Moscow's Golovinsky district court on January 18 found the 25-year-old guilty of involvement in an arson attack on the ruling United Russia party's office in Moscow in 2018.
Miftakhov has denied the charges, which his lawyers say stem from his anarchist beliefs and support for political prisoners.
Police detained some of the dozens of people gathered in front of the court building to express support for Miftakhov, who was arrested in early 2019 and accused of helping make an improvised bomb found in the city of Balashikha near Moscow.
He was released several days after the initial charge failed to hold, but was rearrested immediately and charged with being involved in the attack on a United Russia office in January 2018.
The Public Monitoring Commission, a human rights group, has said that Miftakhov's body bore the signs of torture, which the student claimed were the result of investigators unsuccessfully attempting to force him to confess to the bomb-making charge.

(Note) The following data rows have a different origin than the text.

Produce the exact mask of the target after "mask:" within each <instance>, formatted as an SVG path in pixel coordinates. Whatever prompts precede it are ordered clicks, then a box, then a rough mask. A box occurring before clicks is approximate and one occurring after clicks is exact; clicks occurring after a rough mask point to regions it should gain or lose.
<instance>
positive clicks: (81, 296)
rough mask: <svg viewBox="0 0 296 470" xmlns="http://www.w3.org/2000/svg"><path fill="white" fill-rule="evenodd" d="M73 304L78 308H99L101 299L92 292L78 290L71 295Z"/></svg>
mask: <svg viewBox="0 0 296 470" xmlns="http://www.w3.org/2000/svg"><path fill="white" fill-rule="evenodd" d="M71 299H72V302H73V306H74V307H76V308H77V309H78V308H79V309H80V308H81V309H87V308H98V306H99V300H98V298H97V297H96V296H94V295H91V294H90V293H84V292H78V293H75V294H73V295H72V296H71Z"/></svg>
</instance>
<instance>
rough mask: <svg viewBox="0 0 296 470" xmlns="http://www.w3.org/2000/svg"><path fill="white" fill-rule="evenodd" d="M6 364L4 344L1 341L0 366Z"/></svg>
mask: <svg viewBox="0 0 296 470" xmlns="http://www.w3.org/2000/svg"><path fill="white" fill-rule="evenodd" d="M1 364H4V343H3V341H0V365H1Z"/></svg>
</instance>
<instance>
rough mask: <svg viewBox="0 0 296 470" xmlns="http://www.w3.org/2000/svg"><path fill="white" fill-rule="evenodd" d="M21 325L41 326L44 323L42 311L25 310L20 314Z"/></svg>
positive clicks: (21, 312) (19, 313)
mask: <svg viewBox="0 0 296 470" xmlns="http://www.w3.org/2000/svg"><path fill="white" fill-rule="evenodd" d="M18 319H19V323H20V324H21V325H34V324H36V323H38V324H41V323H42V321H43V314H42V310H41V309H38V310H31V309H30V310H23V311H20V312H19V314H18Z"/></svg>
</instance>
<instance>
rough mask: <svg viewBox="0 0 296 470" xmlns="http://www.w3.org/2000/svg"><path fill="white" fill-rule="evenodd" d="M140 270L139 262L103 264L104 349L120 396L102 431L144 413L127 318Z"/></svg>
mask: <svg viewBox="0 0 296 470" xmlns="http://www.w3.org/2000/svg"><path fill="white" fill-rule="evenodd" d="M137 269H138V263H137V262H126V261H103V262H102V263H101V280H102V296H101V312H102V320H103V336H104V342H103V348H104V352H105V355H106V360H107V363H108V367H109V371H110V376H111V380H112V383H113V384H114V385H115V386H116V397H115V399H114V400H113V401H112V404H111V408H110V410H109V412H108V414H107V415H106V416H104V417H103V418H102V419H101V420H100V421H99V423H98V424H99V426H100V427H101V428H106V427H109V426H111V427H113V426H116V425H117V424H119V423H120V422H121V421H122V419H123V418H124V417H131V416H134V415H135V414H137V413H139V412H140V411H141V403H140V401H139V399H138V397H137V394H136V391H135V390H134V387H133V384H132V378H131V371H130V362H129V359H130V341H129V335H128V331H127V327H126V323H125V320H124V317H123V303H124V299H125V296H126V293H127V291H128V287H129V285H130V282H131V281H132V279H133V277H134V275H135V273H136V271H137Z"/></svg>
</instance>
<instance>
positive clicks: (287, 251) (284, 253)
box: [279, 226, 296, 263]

A prominent Russian human rights organization, Memorial, has recognized Miftakhov as a political prisoner, while mathematician Anatoly Vershik told Novaya gazeta last week that 2,500 mathematicians from 15 countries had signed a letter urging the International Congress of Mathematicians to assist in Miftakhov's release, warning that many of them might not attend the congress gathering in Russia's second-largest city, St. Petersburg, scheduled for July 2022.
Others who were detained along with Miftakhov but later released have also claimed to have been beaten by the police.